Which invalidates Wile E.’s own power being rapid healing so they can keep
using him for outrageous physical comedy in a relatively serious action show.
Zadavia
calls them and tells them about the breakout, but says Wile E. can fill them in
on the way to the prison. If she’s in such a hurry that she’s leaving the
explaining to someone else, why did she bother making them all come to the
meeting room in the first place? I almost have to wonder if she’s putting him
on the spot for some obscure reason, or maybe she’s just a really shitty hero
team commander.
Seriously lady, you're going to be in charge of a superhero team, you gotta learn a thing or two about efficiency. Or at least things that are cool enough we can forget about efficiency. |
Wile
E. does give us Mastermind’s background, about how they worked together a
machine meant to amplify brainwaves (to do what, hmmm?), but she had really
created a machine to absorb other people’s knowledge. Meaning she’s copying the
villains of a certain other Warner Bros. movie,
which nobody should be evoking memories of.
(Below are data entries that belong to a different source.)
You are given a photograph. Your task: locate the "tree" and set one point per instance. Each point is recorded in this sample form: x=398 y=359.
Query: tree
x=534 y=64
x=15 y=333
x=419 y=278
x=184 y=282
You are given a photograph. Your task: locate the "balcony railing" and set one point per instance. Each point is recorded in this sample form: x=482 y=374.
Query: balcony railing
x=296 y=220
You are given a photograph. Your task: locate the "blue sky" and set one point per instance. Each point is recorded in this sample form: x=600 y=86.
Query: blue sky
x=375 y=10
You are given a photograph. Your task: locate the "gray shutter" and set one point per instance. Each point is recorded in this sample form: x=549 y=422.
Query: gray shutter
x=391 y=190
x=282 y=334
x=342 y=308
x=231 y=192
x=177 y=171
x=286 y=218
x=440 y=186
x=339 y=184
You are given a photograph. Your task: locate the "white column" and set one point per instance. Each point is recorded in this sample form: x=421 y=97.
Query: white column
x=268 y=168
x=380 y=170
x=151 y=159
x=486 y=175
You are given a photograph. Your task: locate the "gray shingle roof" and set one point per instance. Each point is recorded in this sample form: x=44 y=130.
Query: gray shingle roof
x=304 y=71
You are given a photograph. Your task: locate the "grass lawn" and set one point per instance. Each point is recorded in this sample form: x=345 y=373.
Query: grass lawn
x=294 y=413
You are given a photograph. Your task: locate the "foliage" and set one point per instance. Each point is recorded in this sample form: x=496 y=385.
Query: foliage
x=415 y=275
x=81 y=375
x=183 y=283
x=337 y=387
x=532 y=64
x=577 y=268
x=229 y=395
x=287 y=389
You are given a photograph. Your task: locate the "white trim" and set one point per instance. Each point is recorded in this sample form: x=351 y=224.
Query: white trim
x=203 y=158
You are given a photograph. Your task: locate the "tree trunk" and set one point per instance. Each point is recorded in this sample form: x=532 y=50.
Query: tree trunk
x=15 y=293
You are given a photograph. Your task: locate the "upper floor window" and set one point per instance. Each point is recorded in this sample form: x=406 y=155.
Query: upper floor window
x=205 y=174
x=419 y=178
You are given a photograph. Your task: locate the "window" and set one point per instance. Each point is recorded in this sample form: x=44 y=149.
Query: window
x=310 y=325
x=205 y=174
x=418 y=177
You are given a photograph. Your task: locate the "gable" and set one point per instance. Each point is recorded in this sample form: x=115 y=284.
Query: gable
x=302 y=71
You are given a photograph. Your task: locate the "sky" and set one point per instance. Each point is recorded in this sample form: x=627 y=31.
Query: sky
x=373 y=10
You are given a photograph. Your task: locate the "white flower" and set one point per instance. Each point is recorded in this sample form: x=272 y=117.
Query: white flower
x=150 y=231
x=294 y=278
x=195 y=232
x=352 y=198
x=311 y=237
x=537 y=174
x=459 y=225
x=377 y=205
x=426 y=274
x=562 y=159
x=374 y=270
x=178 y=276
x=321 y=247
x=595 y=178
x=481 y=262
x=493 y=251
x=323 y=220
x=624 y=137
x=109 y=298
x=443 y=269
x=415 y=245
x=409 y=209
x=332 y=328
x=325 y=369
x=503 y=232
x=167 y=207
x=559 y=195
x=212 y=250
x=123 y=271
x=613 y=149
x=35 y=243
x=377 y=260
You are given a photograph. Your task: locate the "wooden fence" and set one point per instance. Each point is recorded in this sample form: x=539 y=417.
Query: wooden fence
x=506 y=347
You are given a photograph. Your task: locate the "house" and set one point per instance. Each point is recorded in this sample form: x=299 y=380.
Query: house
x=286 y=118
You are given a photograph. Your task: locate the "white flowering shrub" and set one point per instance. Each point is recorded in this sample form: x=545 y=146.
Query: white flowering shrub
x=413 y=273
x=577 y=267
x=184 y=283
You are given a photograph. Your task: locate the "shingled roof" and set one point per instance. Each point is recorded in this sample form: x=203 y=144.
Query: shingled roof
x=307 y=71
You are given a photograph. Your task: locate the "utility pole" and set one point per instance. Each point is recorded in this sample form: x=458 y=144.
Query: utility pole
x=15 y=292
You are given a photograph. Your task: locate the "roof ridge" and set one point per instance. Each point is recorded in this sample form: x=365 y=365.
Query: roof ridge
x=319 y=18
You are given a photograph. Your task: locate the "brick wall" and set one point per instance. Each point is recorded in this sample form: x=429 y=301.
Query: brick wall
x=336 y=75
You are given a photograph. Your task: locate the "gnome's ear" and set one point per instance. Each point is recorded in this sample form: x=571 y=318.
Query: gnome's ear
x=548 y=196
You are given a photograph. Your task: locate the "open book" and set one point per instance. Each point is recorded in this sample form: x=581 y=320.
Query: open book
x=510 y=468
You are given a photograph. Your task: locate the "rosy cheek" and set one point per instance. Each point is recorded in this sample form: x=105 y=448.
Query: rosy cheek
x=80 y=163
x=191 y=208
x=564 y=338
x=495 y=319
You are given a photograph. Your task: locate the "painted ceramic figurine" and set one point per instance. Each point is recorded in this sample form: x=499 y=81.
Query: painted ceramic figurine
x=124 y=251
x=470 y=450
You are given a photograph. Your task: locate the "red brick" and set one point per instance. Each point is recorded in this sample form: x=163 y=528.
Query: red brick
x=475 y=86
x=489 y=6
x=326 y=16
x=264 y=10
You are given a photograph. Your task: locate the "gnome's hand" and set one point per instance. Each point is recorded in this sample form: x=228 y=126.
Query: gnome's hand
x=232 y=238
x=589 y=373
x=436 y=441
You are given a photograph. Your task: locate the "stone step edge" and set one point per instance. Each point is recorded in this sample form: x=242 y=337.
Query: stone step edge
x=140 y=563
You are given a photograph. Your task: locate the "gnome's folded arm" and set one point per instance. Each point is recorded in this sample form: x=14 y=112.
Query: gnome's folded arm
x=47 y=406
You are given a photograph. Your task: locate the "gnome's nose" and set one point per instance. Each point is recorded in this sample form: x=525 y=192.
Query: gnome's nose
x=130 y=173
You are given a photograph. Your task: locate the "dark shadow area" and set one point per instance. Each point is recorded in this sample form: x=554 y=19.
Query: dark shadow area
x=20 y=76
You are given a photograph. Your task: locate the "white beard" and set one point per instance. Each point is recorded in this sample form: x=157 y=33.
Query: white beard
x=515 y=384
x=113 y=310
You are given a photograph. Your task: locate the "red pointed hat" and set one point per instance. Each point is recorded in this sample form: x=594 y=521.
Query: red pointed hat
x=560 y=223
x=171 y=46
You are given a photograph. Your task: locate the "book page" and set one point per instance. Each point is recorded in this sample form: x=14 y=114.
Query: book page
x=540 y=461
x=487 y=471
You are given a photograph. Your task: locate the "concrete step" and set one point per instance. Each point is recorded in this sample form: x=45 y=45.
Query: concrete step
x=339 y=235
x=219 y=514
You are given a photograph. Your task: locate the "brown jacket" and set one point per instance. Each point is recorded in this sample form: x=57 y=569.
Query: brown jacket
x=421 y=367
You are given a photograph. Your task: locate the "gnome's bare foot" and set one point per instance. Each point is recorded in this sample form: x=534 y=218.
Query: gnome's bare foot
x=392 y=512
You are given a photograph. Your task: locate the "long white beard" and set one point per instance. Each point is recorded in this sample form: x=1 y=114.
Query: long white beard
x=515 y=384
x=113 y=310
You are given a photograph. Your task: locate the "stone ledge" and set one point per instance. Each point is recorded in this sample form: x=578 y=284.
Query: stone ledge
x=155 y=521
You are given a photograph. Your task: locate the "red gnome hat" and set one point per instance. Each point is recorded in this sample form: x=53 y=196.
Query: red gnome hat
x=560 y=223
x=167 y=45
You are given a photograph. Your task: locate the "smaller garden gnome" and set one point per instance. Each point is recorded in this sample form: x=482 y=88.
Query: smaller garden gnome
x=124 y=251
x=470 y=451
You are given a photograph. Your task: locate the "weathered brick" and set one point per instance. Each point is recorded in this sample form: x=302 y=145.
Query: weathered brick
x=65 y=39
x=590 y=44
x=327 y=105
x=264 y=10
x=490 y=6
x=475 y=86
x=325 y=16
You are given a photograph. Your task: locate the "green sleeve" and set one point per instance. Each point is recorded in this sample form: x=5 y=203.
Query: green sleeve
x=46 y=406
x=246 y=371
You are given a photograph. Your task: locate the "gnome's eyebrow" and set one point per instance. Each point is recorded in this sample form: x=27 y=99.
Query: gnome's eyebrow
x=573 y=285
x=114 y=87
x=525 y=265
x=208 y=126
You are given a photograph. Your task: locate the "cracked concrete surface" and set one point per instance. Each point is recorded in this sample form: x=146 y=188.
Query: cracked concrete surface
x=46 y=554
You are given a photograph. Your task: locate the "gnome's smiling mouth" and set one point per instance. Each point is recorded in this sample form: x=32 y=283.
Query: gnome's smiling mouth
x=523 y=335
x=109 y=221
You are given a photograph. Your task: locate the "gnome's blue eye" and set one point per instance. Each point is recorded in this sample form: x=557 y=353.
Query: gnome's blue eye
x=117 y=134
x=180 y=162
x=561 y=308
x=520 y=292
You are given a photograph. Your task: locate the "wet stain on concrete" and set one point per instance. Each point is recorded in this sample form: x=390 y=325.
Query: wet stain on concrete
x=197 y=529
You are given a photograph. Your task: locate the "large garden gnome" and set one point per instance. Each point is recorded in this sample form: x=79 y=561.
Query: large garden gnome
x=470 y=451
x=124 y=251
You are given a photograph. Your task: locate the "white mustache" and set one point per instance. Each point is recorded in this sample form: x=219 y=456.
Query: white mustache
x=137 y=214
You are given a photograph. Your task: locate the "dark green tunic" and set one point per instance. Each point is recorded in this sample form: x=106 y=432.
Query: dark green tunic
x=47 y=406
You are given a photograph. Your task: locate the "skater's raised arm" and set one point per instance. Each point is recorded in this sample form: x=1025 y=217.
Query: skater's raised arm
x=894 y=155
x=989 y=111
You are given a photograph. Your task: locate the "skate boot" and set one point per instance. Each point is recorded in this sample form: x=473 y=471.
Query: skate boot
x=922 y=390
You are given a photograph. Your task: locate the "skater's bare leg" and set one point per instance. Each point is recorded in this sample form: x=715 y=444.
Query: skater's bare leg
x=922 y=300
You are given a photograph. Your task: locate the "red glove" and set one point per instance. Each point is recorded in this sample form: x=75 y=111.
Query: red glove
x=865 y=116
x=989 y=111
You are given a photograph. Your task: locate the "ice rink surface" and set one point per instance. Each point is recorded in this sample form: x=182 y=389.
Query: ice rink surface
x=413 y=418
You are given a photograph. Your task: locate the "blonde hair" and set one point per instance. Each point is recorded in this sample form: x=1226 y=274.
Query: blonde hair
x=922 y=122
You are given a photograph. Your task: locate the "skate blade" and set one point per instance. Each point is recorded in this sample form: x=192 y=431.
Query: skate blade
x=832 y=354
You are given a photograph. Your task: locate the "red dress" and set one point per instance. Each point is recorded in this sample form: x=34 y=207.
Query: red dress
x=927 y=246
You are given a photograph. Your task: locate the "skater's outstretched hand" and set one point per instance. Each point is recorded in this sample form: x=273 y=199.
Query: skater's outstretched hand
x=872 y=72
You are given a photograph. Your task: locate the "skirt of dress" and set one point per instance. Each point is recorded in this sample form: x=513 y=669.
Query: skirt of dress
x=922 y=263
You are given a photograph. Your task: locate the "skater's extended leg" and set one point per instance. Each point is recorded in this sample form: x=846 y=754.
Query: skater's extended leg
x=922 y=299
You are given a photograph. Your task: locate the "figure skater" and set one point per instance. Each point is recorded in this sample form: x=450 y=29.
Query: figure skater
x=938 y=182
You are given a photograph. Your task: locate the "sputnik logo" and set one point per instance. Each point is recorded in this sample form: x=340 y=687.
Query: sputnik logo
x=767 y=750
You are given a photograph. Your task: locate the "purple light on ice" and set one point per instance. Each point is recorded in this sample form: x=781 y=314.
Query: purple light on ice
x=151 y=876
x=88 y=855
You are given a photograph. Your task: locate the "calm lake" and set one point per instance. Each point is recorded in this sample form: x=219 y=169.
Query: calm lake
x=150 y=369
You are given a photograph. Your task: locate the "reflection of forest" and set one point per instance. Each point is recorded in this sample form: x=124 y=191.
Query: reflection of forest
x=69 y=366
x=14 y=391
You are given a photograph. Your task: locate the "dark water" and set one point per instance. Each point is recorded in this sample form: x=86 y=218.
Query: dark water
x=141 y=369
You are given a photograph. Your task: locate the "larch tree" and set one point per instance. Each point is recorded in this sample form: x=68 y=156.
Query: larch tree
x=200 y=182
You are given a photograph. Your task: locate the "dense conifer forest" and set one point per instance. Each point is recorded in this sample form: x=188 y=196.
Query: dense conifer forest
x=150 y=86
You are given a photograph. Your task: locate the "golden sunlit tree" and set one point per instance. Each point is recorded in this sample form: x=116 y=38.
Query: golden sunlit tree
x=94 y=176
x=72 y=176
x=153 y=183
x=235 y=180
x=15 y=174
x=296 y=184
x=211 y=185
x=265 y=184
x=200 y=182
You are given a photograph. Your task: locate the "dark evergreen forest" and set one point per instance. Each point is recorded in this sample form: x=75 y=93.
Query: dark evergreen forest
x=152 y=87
Wile E. stopped her by shutting down the machine, but the feedback caused her brain to bulge out. Leading to lots of lame jokes about it in this episode.
Also,
the police are right on hand to arrest the nascent Mastermind immediately after
Wile E. thwarts her plan to absorb the minds of the heads of the university. Leading
me to wonder why he waited until the last possible minute to stop her. Was it
only then that the alleged genius realized the true purpose of the machine? How
did he convince the authorities? Why did he risk the university heads like
that? Such questions never occurred to the writer at all, methinks. Also,
Mastermind has her own stupid running gag throughout the episode where she
calls Wile E. a dog. Trust me, neither one’s worth paying attention to.
The
Loonatics arrive at the prison and run off to where Bugs reports some “suspicious
electrical activity.” Like what? What are they expecting to find? Mastermind just
broke out, remember? As in she’s probably not there anymore.
Except
when they get to the yard with the construction robots, Lexi hears “someone
thinking louder than we are.” She can hear people thinking? How does she not go insane from that? I could ask the
same thing of Edward Cullen, but then Lexi’s just a cartoon rabbit and not an
incomparable sparklepire.
And
actually Mastermind didn’t leave, knowing the Loonatics would come, and has the
robots attack them. All right, if that’s the case how come the prison guards
didn’t find her? They did at least try to send guys to stop her from getting
off the premises, right? Did the Loonatics even check with the prison staff?
What, exactly, did they come here looking for? And why are there construction
robots there? What are they constructing? With how dumb this show is I honestly
don’t know any better than to think somebody’s building an apartment building
or office complex above area occupied by a prison for supervillains.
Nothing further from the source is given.